We are all indebted to Carl Watner for uncovering an unknown work by the great Lysander Spooner, one that managed to escape the editor of Spooner's Collected Works. Both the title and the substance of "Vices are not Crimes" highlight the unique role that morality and moral principle had for Spooner among the anarchists and libertarians of his day. For Spooner was the last of the great natural rights theorists among anarchists, classical liberals, or moral theorists generally; the doughty old heir of the natural law-natural rights tradition of the seventeenth and eighteenth centuries was fighting a rear-guard battle against the collapse of the idea of a scientific or rational morality, or of the science of justice or of individual right. Not only had natural law and natural rights given way throughout society to the arbitrary rule of utilitarian calculation or nihilistic whim; but the same degenerative process had occurred among libertarians and anarchists as well. Spooner knew that the foundation for individual rights and liberty was tinsel if all values and ethics were arbitrary and subjective. Yet, even in his own anarchist movement Spooner was the last of the Old Guard believers in natural rights; his successors in the individualist-anarchist movement, led by Benjamin R. Tucker, all proclaimed arbitrary whim and might-makes-right as the foundation of libertarian moral theory.
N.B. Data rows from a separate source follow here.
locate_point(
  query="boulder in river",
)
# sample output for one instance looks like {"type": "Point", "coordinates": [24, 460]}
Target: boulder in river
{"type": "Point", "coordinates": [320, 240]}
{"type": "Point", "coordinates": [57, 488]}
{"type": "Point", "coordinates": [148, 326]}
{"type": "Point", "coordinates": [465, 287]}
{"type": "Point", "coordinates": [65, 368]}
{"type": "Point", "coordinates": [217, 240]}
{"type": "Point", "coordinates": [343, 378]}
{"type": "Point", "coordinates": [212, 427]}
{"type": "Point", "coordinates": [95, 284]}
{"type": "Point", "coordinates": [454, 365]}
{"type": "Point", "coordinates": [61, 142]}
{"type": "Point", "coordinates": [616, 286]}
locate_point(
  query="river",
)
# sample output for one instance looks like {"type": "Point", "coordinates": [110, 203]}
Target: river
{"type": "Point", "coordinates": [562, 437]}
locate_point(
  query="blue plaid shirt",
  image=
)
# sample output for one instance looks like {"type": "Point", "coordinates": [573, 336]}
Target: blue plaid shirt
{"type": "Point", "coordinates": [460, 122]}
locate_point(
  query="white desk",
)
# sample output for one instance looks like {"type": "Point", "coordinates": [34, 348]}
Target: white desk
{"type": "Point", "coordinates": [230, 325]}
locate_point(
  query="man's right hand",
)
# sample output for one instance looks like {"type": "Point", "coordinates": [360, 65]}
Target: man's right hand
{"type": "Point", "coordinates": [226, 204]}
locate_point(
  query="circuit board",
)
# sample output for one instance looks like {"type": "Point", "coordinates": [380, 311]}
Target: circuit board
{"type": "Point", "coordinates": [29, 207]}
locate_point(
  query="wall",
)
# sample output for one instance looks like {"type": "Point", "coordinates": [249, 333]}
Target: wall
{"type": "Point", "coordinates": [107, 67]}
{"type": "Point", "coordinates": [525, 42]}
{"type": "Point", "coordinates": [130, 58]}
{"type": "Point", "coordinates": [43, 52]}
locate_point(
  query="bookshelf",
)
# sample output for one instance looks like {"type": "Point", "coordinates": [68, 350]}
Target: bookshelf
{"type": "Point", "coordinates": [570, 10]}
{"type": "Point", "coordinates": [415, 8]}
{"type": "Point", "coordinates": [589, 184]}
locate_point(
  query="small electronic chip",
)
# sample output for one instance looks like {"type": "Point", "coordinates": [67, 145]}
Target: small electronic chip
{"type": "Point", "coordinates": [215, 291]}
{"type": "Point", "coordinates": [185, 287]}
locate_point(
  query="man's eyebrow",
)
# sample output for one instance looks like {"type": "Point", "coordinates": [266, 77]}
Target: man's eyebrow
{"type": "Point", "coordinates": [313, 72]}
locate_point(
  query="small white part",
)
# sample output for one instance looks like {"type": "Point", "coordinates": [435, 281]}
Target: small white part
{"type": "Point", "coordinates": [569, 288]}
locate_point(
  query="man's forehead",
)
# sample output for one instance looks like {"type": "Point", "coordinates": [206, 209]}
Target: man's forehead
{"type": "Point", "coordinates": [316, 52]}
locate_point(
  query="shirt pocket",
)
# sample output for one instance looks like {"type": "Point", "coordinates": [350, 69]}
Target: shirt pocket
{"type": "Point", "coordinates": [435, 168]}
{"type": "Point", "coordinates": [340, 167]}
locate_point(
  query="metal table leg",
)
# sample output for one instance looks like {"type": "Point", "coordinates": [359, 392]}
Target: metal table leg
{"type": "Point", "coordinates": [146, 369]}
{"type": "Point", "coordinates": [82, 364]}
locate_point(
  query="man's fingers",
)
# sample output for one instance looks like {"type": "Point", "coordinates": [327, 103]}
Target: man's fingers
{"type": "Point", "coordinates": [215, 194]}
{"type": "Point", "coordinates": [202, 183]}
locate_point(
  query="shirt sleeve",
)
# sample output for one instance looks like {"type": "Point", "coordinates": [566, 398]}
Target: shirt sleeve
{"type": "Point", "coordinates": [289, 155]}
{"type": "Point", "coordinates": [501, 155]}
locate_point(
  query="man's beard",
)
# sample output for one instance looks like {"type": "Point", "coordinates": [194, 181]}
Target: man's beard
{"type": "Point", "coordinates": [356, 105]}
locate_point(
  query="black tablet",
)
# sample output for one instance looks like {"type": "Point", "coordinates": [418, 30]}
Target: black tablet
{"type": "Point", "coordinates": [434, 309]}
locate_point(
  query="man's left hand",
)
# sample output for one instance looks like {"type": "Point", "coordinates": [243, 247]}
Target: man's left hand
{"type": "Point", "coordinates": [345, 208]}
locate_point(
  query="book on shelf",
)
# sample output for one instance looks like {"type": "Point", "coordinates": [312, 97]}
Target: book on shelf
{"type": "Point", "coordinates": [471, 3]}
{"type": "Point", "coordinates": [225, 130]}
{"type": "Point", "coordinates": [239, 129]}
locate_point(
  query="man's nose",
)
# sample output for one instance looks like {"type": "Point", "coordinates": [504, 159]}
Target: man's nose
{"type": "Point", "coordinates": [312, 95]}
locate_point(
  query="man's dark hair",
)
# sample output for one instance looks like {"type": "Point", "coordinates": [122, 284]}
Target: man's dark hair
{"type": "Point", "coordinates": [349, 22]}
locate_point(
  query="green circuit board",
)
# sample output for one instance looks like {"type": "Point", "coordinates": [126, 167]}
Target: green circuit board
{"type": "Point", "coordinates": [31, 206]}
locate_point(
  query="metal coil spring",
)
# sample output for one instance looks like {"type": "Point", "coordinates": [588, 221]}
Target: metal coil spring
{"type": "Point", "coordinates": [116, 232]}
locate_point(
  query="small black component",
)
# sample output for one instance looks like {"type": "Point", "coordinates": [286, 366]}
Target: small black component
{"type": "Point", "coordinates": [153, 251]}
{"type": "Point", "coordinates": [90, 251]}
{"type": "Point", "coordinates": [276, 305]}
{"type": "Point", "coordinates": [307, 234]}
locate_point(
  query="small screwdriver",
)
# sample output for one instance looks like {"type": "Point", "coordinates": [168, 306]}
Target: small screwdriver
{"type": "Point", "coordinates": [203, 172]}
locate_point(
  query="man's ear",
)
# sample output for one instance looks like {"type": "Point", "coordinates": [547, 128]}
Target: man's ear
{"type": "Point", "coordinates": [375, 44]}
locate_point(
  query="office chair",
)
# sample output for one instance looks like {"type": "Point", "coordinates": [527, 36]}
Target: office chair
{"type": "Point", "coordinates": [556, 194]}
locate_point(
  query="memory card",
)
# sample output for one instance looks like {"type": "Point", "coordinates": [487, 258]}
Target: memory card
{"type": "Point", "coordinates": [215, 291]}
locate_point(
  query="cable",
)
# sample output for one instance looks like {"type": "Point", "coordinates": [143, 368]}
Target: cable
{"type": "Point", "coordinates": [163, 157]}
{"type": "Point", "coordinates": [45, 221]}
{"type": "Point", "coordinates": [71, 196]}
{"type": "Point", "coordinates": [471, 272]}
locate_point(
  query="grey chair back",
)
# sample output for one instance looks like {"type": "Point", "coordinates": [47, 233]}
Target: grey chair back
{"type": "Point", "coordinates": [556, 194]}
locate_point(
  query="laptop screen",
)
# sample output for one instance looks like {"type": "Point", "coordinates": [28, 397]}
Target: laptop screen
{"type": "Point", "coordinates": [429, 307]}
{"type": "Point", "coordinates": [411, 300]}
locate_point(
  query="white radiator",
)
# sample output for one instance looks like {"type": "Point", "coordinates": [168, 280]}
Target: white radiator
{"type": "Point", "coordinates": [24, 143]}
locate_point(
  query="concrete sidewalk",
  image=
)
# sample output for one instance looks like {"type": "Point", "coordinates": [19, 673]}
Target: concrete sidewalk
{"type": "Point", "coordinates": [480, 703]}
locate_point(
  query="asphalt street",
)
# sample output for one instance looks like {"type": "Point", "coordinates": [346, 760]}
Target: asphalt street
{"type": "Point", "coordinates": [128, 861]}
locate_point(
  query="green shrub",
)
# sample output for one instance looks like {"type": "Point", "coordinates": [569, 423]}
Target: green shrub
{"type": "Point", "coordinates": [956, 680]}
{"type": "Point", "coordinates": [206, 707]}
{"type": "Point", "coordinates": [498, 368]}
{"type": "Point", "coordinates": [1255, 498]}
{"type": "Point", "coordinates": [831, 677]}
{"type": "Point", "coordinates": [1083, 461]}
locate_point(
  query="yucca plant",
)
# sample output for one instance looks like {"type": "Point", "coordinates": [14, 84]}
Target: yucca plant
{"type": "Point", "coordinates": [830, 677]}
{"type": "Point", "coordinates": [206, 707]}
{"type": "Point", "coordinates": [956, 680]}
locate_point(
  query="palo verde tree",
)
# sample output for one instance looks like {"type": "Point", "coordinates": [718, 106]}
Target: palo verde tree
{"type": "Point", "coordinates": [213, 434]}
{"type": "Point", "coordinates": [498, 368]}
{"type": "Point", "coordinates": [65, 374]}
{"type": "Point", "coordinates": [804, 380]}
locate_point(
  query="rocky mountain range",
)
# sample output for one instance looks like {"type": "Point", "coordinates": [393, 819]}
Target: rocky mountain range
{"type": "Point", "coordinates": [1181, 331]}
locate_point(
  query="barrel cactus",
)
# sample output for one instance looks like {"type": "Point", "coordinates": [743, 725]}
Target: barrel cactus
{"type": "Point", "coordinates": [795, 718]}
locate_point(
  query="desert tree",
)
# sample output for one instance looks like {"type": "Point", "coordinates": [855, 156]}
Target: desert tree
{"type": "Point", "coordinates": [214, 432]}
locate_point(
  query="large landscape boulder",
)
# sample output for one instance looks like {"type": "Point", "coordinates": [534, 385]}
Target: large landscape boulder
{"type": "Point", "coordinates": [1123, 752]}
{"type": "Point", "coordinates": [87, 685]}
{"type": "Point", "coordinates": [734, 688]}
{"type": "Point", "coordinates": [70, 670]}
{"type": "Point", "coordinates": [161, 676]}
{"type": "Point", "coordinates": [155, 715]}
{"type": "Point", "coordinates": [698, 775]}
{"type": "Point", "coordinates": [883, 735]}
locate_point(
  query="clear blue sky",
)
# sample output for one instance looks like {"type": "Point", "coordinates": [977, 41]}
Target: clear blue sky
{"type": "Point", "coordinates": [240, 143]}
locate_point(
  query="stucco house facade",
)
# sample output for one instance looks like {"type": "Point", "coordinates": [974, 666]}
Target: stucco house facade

And yet, Spooner knew that this was no foundation at all; for the State is far mightier than any individual, and if the individual cannot use a theory of justice as his armor against State oppression, then he has no solid base from which to roll back and defeat it.

(...)

Spooner's anarchism was, like his abolitionism, another valuable part of his pietist legacy. For, here again, his pietistic concern for universal principles - in this case, as in the case of slavery, for the complete triumph of justice and the elimination of injustice - brought him to a consistent and courageous application of libertarian principles where it was not socially convenient (to put it mildly) to have the question raised. While the liturgicals proved to be far more libertarian that the pietists during the second half of the nineteenth century, a pietistic spirit is always important in libertarianism to emphasize a tireless determination to eradicate crime and injustice. Surely it is no accident that Spooner's greatest and most fervent anarchistic tracts were directed in dialogue against the Democrats Cleveland and Bayard; he did not bother with the openly statist Republicans. A pietistic leaven in the quasi-libertarian liturgical lump?

But it takes firmness in libertarian principle to make sure to confine one's pietistic moral crusade to crime (e.g. slavery, statism), and not have it spill over to what anyone might designate as "vice." Fortunately, we have the immortal Lysander Spooner, in his life and in his works, to guide us along the correct path.